The tension is perennial between two bodies with very different rules and precedents: The House gives strong powers to the majority; Senate procedures protect minority rights. House members routinely refer to the Senate as the place where bills go to die. But House Democrats who lately voted for controversial measures – among them a broad climate change bill and campaign finance reform to require disclosure of now-unlimited corporate spending – worry they could pay a price for those votes in midterm elections. Many members see them as wasted votes, because the bills were never taken up in the Senate.

“The tension between this House and Senate is enormous,” says Julian Zelizer, a congressional historian at Princeton University in New Jersey. “There is a sense in the House that they have delivered almost everything this president has asked for, including votes that are extremely controversial.”

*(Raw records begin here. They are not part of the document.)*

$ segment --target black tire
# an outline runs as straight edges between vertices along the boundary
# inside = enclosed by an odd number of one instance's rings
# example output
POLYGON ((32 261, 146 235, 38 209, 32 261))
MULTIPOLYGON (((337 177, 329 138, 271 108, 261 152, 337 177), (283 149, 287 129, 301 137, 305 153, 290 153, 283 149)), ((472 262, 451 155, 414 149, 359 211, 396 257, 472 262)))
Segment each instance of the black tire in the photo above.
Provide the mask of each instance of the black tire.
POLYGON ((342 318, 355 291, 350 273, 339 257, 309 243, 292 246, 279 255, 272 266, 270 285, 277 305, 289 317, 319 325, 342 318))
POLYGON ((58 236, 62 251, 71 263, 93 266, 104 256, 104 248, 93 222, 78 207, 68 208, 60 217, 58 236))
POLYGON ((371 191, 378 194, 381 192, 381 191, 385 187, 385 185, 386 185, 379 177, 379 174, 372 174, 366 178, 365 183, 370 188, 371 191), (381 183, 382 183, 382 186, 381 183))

That's not to say senators are a group of slackers. Leading up to its August recess, the Senate confirmed US Solicitor General Elena Kagan to a seat on the Supreme Court and approved a $26 billion measure to protect thousands of teachers and state workers from imminent layoffs. In a surprise move, Senate Democrats also mustered enough Republican votes to pass a $600 million emergency spending bill to enhance border security.

But counted among the Senate's unfinished business (besides the measures already enumerated) are half a dozen bills to help small businesses create jobs, a media shield law, food safety legislation, housing reform, and subpoena power for the commission investigating the BP Deepwater Horizon oil spill.